O presidente do Banco do Japão, Ueda, afirma estar preparado para novos aumentos nas taxas de juros após uma decisão recente.

O presidente do Banco do Japão, Ueda, afirma estar preparado para novos aumentos nas taxas de juros após uma decisão recente.

TÓQUIO – O governador do Banco do Japão, Kazuo Ueda, reiterou na quinta-feira sua disposição de continuar elevando as taxas de juros em cerca de 0,75 ponto percentual, o nível mais alto em 30 anos, citando a crescente confiança no alcance da meta de inflação do banco central.

Em um discurso proferido em uma reunião da maior associação empresarial do Japão, em Tóquio, Ueda afirmou que o mecanismo pelo qual os salários e os preços sobem moderadamente – um fator crucial que influencia as decisões políticas – será mantido no próximo ano e nos anos seguintes.

"Em um contexto de mercado de trabalho cada vez mais restritivo, o comportamento das empresas na definição de salários e preços mudou consideravelmente nos últimos anos, e a meta de estabilidade de preços em 2%, acompanhada de aumentos salariais, está sendo alcançada gradualmente", disse Ueda no evento organizado pela Federação Japonesa de Empresas, também conhecida como Keidanren.

Este discurso surge depois de o banco central ter elevado, na semana passada, a sua taxa de juro principal de cerca de 0,5% para cerca de 0,75%, por unanimidade, tendo Ueda sinalizado possíveis novos aumentos, dependendo da evolução da economia e dos preços.

Ueda afirmou na quinta-feira que as condições apertadas do mercado de trabalho reforçariam as perspectivas de novos aumentos salariais e que as expectativas de inflação aumentaram entre famílias e empresas.

Nessas circunstâncias, o governador afirmou que a probabilidade de a economia japonesa retornar a um "estado de norma zero", no qual salários e preços permanecem praticamente inalterados, parece ter "diminuído significativamente".

Observando que as taxas de juros reais permanecem "em níveis consideravelmente baixos", Ueda afirmou que, caso o cenário base do banco se concretize, ele continuará a aumentar a taxa básica de juros.

O banco espera que a inflação subjacente, excluindo o aumento de custos e outros fatores temporários, esteja em linha com sua meta de 2% durante o segundo semestre do período de projeção de três anos, até março de 2028.

O Banco do Japão enfrenta o desafio de elevar sua taxa básica de juros a níveis mais altos, ao mesmo tempo em que considera cuidadosamente os efeitos da normalização gradual de sua política monetária, após anos mantendo os custos de empréstimo extremamente baixos para tirar a economia da deflação crônica.

O governador afirmou que o banco central acredita que o ajuste no grau de afrouxamento monetário apoiará o "crescimento a longo prazo", restaurando assim a confiança empresarial.

As últimas declarações de Ueda chamaram a atenção do mercado depois que o iene se desvalorizou acentuadamente em relação ao dólar americano, apesar do aumento da taxa de juros na sexta-feira, um desenvolvimento que, em outras circunstâncias, poderia ter dado suporte à moeda japonesa.

A reação inicial do mercado a esse discurso foi moderada, com o dólar sendo negociado em torno do limite superior de 155 ienes.

Desde que a primeira-ministra Sanae Takaichi assumiu o cargo em outubro, o iene tem estado sob pressão em meio a temores de que sua política de gastos expansionistas deteriore ainda mais a saúde fiscal do Japão, desencadeando uma onda de vendas de moeda estrangeira e títulos do governo.
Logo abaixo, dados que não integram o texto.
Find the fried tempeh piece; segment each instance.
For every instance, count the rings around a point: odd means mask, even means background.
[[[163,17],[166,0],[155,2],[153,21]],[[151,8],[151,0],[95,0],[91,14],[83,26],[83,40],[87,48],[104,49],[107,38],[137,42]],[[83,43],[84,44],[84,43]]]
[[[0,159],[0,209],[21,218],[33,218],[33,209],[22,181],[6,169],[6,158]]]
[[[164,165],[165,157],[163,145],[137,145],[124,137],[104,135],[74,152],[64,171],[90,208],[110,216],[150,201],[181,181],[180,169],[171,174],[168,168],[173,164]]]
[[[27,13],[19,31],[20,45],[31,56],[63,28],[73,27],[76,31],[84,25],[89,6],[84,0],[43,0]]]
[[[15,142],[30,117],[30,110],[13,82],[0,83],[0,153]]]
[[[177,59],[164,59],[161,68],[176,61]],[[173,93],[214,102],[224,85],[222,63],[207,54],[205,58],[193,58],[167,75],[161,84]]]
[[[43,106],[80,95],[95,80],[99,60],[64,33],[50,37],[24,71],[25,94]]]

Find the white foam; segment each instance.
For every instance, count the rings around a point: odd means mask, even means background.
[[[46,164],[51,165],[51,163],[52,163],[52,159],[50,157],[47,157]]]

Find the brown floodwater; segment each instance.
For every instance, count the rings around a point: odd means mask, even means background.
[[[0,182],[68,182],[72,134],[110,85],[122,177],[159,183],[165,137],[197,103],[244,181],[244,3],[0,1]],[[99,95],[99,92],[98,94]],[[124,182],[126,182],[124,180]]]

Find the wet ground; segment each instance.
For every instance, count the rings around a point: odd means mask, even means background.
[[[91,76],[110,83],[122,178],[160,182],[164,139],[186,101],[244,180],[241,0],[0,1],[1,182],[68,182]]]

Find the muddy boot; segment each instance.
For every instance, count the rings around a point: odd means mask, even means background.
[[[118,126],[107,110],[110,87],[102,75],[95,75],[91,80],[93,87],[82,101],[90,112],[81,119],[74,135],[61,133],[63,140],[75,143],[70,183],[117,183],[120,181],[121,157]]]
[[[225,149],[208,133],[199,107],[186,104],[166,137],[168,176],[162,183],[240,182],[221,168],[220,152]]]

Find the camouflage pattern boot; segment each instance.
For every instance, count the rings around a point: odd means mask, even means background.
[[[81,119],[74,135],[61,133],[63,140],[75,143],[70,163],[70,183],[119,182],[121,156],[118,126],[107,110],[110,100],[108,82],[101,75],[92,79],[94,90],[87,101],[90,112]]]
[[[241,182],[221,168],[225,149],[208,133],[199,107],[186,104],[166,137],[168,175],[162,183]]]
A queda do iene acelerou com o aumento das expectativas de que o Banco do Japão (BoJ) elevaria as taxas de juros em um ritmo mais lento do que o previsto, já que Ueda não deu nenhuma indicação clara sobre o momento ou o ritmo dos futuros aumentos em uma coletiva de imprensa após a reunião de política monetária do banco central, disseram operadores.

A desvalorização do iene é considerada uma vantagem para os exportadores japoneses, pois aumenta os lucros obtidos no exterior quando repatriados. No entanto, o lado negativo da depreciação do iene tornou-se mais evidente nos últimos anos, à medida que o Japão, um país com poucos recursos naturais, tem visto o aumento dos custos de importação prejudicar tanto as empresas quanto os consumidores.

O governo Takaichi busca aumentar o investimento para fortalecer a economia, mitigando ao mesmo tempo os impactos da inflação sobre as famílias.

Na manhã de quinta-feira, um comitê consultivo do governo sobre política econômica e fiscal iniciou discussões para elaborar uma nova proposta política, com Takaichi prometendo aumentar os gastos orçamentários, mas de forma "responsável".

O projeto, o primeiro desse tipo sob a gestão de Takaichi, deverá ser finalizado por volta de junho e contribuirá para a elaboração do orçamento para o ano fiscal de 2027.